Like The Nutcracker, Tchaikovsky's Sleeping Beauty is a bold and shimmering invitation to classical music. The 1984 recording made by the Philadelphia Orchestra and conductor Riccardo Muti in Memorial Hall is among the most hospitable, velvety-red-carpet performances the piece has ever had. Coupled with music from Swan Lake, it might be Muti's enduring gift to children during his Philadelphia years.

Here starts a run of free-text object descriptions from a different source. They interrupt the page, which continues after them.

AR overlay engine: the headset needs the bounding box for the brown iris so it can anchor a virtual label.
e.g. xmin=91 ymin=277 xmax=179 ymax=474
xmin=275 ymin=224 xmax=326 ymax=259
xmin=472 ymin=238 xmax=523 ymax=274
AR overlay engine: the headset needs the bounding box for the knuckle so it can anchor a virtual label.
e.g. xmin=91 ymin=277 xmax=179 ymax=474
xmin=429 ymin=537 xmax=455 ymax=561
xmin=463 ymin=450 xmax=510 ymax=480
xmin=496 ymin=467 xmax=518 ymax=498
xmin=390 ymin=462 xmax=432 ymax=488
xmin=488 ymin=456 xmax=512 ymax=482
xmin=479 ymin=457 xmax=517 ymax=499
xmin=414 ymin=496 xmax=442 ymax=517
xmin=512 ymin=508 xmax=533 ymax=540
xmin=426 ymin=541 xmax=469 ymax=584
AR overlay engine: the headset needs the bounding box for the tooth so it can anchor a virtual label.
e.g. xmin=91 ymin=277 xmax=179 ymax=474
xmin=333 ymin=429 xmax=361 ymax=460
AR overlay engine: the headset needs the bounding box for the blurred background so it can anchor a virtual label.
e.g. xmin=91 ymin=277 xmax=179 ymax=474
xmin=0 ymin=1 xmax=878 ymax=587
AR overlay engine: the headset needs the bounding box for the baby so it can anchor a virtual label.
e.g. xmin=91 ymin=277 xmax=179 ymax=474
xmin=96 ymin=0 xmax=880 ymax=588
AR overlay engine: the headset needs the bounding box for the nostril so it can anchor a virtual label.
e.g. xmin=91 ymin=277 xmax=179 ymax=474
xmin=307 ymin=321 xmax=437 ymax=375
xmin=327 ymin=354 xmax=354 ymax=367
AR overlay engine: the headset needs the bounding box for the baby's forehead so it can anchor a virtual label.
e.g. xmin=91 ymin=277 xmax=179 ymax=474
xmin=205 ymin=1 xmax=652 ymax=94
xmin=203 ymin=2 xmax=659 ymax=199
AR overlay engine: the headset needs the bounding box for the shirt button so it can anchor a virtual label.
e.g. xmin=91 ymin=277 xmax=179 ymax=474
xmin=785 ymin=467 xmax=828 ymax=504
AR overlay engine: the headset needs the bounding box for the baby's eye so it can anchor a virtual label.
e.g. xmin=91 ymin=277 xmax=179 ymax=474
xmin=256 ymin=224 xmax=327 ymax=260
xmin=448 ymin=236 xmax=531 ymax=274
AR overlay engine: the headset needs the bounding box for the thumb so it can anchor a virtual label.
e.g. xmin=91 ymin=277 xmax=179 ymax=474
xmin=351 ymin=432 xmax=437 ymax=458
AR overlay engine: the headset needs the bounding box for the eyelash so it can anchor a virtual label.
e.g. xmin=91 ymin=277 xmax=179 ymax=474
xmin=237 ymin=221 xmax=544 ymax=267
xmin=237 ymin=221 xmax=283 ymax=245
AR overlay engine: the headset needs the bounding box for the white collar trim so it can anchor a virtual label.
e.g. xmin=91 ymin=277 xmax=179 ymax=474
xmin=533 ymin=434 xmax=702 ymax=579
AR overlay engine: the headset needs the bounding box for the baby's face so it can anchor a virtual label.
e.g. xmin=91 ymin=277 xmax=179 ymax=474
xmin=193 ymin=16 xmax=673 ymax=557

But this Sleeping Beauty/Swan Lake is also a fascinating time-capsule for orchestra aficionados. In 1984 the Philadelphia Orchestra was still largely Eugene Ormandy's orchestra. Ormandy stepped down in 1980, but in 1984 it was still stocked with his appointments. What's striking about the sound of the orchestra in those days is its incredibly homogeneous approach to sound. The strings were silken yes; but winds, brass and percussion also hewed to a particularly mellow and blended sound. At this brief juncture in the orchestra's history it had the best of both worlds: Ormandy's keen curatorial ear in choosing like-minded players, and Muti's baton technique of nearly unmatched exactitude. Players were apparently eager to blend the two.
For this project, the orchestra preferred the acoustic of a basketball court in Memorial Hall to the sound of its downtown home, the Academy of Music, which was considered not resonant enough for recordings. The results are magnificent, even by more sophisticated audio standards 25 years later. Though the music was written for dance, and Muti's tempos might be undanceable, he finds new dramatic purpose for this music. The opening explosion of the Sleeping Beauty suite, "Introduction: The Lilac Fairy," is pure Muti — razor-sharp, almost bristling for a fight.

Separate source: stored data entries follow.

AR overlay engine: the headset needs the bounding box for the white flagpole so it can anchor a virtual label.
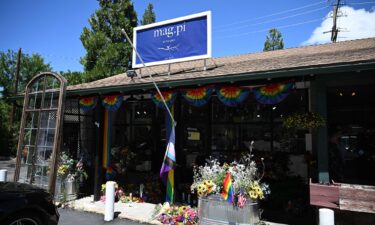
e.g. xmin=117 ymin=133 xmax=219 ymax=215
xmin=121 ymin=29 xmax=176 ymax=127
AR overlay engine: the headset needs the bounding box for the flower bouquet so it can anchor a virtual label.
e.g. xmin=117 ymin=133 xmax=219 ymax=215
xmin=190 ymin=142 xmax=270 ymax=224
xmin=190 ymin=152 xmax=270 ymax=206
xmin=154 ymin=202 xmax=198 ymax=225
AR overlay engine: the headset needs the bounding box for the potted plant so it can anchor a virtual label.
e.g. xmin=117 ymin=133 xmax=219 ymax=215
xmin=57 ymin=153 xmax=88 ymax=201
xmin=190 ymin=142 xmax=270 ymax=225
xmin=283 ymin=112 xmax=325 ymax=130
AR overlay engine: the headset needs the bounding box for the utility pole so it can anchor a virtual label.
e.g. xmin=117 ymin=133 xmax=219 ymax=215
xmin=10 ymin=48 xmax=21 ymax=125
xmin=331 ymin=0 xmax=342 ymax=43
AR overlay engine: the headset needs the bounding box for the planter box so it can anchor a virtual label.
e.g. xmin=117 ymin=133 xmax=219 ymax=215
xmin=198 ymin=195 xmax=259 ymax=225
xmin=310 ymin=180 xmax=375 ymax=213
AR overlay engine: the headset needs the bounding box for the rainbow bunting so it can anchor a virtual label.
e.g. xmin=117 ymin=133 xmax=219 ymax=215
xmin=102 ymin=95 xmax=123 ymax=111
xmin=181 ymin=87 xmax=213 ymax=107
xmin=102 ymin=109 xmax=114 ymax=179
xmin=79 ymin=97 xmax=97 ymax=112
xmin=253 ymin=83 xmax=294 ymax=105
xmin=216 ymin=86 xmax=250 ymax=107
xmin=221 ymin=172 xmax=234 ymax=204
xmin=160 ymin=106 xmax=176 ymax=203
xmin=152 ymin=91 xmax=177 ymax=109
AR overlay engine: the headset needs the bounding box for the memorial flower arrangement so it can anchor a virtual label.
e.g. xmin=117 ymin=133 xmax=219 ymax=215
xmin=283 ymin=112 xmax=325 ymax=130
xmin=191 ymin=143 xmax=270 ymax=208
xmin=57 ymin=152 xmax=88 ymax=182
xmin=154 ymin=202 xmax=198 ymax=225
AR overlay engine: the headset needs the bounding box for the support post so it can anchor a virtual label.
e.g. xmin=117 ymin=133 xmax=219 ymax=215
xmin=319 ymin=208 xmax=334 ymax=225
xmin=104 ymin=181 xmax=115 ymax=221
xmin=93 ymin=106 xmax=104 ymax=201
xmin=0 ymin=169 xmax=7 ymax=181
xmin=310 ymin=77 xmax=329 ymax=183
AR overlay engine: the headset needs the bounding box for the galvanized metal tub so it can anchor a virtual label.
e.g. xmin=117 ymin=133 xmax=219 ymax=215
xmin=198 ymin=195 xmax=260 ymax=225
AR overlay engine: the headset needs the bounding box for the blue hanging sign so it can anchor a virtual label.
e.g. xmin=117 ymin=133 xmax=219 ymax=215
xmin=132 ymin=11 xmax=212 ymax=68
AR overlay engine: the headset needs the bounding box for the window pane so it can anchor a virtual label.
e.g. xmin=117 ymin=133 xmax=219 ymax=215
xmin=44 ymin=91 xmax=59 ymax=109
xmin=40 ymin=111 xmax=56 ymax=128
xmin=28 ymin=93 xmax=42 ymax=109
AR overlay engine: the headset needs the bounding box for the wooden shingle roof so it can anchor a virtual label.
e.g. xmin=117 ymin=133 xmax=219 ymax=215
xmin=68 ymin=37 xmax=375 ymax=95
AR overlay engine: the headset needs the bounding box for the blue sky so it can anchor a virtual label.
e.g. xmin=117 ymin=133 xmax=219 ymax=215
xmin=0 ymin=0 xmax=374 ymax=72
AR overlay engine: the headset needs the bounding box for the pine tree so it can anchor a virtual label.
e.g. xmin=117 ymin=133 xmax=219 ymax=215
xmin=263 ymin=28 xmax=284 ymax=51
xmin=141 ymin=3 xmax=156 ymax=25
xmin=80 ymin=0 xmax=138 ymax=82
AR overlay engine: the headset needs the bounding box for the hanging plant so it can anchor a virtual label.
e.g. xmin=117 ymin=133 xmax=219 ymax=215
xmin=283 ymin=112 xmax=326 ymax=130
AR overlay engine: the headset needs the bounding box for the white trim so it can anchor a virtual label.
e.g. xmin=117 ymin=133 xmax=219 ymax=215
xmin=132 ymin=11 xmax=212 ymax=69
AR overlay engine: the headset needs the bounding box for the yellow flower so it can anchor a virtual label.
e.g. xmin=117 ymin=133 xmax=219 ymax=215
xmin=249 ymin=190 xmax=258 ymax=199
xmin=178 ymin=206 xmax=188 ymax=214
xmin=203 ymin=180 xmax=214 ymax=188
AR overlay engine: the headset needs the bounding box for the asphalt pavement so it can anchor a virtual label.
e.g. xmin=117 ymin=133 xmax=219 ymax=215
xmin=58 ymin=208 xmax=149 ymax=225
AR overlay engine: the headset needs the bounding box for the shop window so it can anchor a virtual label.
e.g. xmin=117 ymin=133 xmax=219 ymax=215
xmin=327 ymin=85 xmax=375 ymax=185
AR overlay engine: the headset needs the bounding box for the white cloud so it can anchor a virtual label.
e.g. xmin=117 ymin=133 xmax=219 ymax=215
xmin=303 ymin=6 xmax=375 ymax=45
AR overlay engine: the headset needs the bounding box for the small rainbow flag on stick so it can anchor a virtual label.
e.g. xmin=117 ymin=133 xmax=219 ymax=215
xmin=221 ymin=172 xmax=234 ymax=204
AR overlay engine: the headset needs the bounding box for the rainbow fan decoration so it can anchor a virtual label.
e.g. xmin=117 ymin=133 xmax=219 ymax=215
xmin=101 ymin=95 xmax=123 ymax=111
xmin=221 ymin=172 xmax=234 ymax=204
xmin=216 ymin=86 xmax=250 ymax=107
xmin=181 ymin=87 xmax=213 ymax=107
xmin=152 ymin=91 xmax=177 ymax=109
xmin=79 ymin=97 xmax=97 ymax=112
xmin=253 ymin=83 xmax=294 ymax=105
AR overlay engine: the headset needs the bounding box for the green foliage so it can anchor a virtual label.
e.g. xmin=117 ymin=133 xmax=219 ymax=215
xmin=283 ymin=112 xmax=326 ymax=130
xmin=0 ymin=50 xmax=51 ymax=98
xmin=80 ymin=0 xmax=138 ymax=82
xmin=0 ymin=49 xmax=51 ymax=156
xmin=141 ymin=3 xmax=156 ymax=25
xmin=0 ymin=100 xmax=12 ymax=156
xmin=263 ymin=28 xmax=284 ymax=51
xmin=60 ymin=70 xmax=85 ymax=85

Then the anger gives way to harp arpeggios and one of the warmest, most lyrical woodwind sections ever assembled. Muti's pacing of a climax was something at which one could only marvel. He had a way of holding off a climax just a split second longer than expected, just long enough to create a little pain so that the ensuing release brought with it an added dimension of pleasure. It wasn't only his hair that ardent fans found so alluring.
In 1984, Muti was on top of the world and his recordings were packed with confidence. Whether it was through authority, charm or technical command, he drew from musicians playing of astonishing character and polish. Concertmaster Norman Carol's silvery, muted Swan Lake solo is so full of sly expressive strokes it practically tells a story. Richard Woodhams' oboe solo in the opening of Swan Lake is a study in controlled peril. Solo cello, trumpet, English horn – they were, each one, remarkably charismatic yet sensitive to an overall ensemble philosophy.
That was the Philadelphia personality. It exists today, but only to some extent and only on some nights. Whether a future musical chief — Charles Dutoit? — decides to save what's left of it and tries to inculcate it in the ears of newly arrived players remains to be seen. Whether it's even possible, given some of the playing styles of recent appointments, particularly in the brass, is hard to say.
Nostalgia? No. Rather, an urgent wish for capturing before it's too late what's unique about our orchestra – the thing that made Philadelphia's an instantly recognizable sound that travelled the world.
Years later, Wolfgang Sawallisch recorded Swan Lake in Memorial Hall. The results, released in 1994, came with a storybook and were packaged for the family market. It's a perfectly solid performance, and you get the entire ballet rather than just excerpts. But this Muti recording is something altogether different: a singular portrait of an emerging maestro taking command of an orchestra that has one foot happily in the past.